I'm 1000% pro mRNA vaccines and pro covid vaccines, but they still need to be tested.
Then the virus variant itself would cause autoimmune disease, and we'd have a much bigger problem than deciding whether to approve a new vaccine.
For fuck's sake, I'm not saying do no testing. I would assume they do basic checks, first in humanized animals, then using bioassays to try to detect all sorts of problems including antibody cross-reactivity with a wide variety of human cells. I'm also not against a preliminary limited human trial, with bloodwork checked after a few weeks to try to see if the assays missed anything obvious.
Short of that, what do you want them to do? We can't wait years to see if people develop symptomatic auto-immune problems. If we even wait 3-6 months for each new protein, the time advantage offered by mRNA or adenovirus vaccine tech is blown, or at least reduced to the point where there's no ability to react quickly to changing dominant viral strains in a pandemic, or new outbreaks of known diseases.
>Then the virus variant itself would cause autoimmune disease
You clearly have no idea what you are talking about or why the GP comment mentioned an autoimmune disease specifically. mRNA vaccines express specific proteins whereas the virus expresses entire viral molecules. A novel protein expression could cause an autoimmune disease because the novel proteins couls cause the immune system to attack the cells producing the isolated proteins, a problem you wouldnt have with cells producing entire viral bodies.
I think you misunderstood the (G)GP comment which mentioned cross-reactivity, i.e. the immune system's antibodies cross-reacted with both the spike protein and an endogenous human protein, like what can happen with Epstein–Barr virus Nuclear Antigen-1.
The immune system doesn't generate antibodies to an entire virus. It generates antibodies to specific immunogenic proteins or parts of proteins.
If the spike protein resulting from a vaccine causes an immune response that generates antibodies to the spike protein and oops, also some endogenous human protein, that's autoimmune disease.
If you get infected by a virus with the same spike protein, your body will generate antibodies to the same spike protein and also cause autoimmune disease if the antibodies are cross-reactive.

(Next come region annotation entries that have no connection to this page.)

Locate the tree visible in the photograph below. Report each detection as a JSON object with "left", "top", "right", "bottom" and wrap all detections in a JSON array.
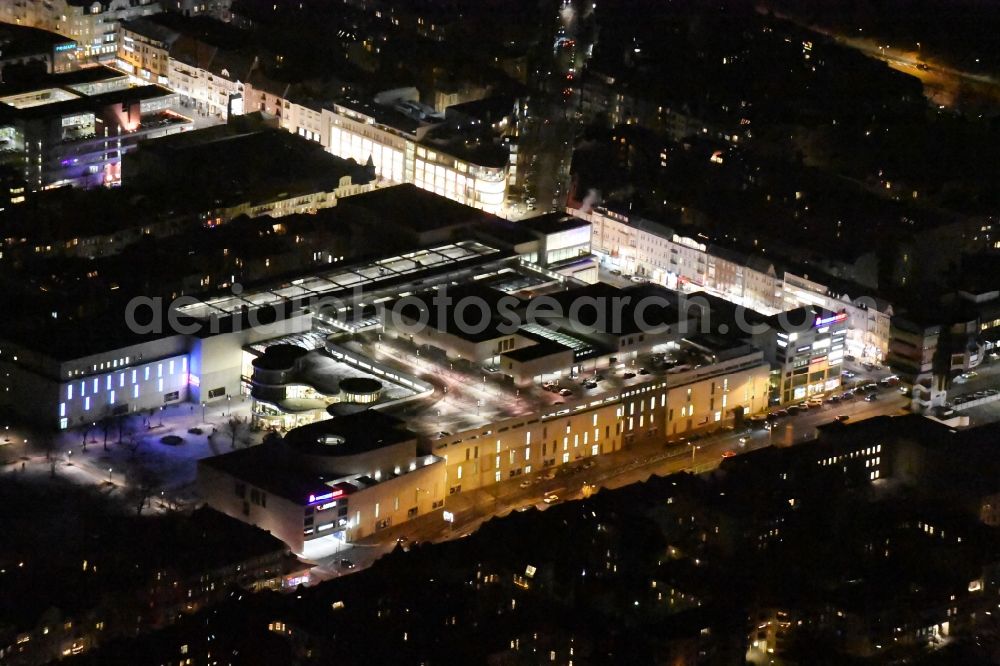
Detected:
[
  {"left": 80, "top": 416, "right": 91, "bottom": 453},
  {"left": 97, "top": 408, "right": 115, "bottom": 451},
  {"left": 126, "top": 466, "right": 160, "bottom": 516},
  {"left": 222, "top": 416, "right": 243, "bottom": 449},
  {"left": 115, "top": 414, "right": 130, "bottom": 444},
  {"left": 125, "top": 431, "right": 142, "bottom": 458}
]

If cells expressing exogenous immunogenic proteins triggered autoimmune disease[1], even the existing wild-type (alpha variant) vaccines would cause autoimmune disease. Presumably that's not happening. The immune system may attack those cells expressing the exogenous vaccine-coded spike proteins, but normal immune systems down-regulate it well enough that it doesn't cause major problems. It would be a sign of a broken immune system if it decided to initiate a long-term attack of human cells just because they once expressed an immunogenic protein. If it did that, any virus would cause autoimmune disease.
Please tell me you work in a field related to immunology and you have a subtler point that I'm missing, and that you didn't just create an account to criticize a point you misunderstood yourself.
[1] to an unacceptable degree. Obviously, things can go wrong with the immune system and almost anything could, if you're unlucky enough, trigger an immune reaction leading to autoimmune disease eventually.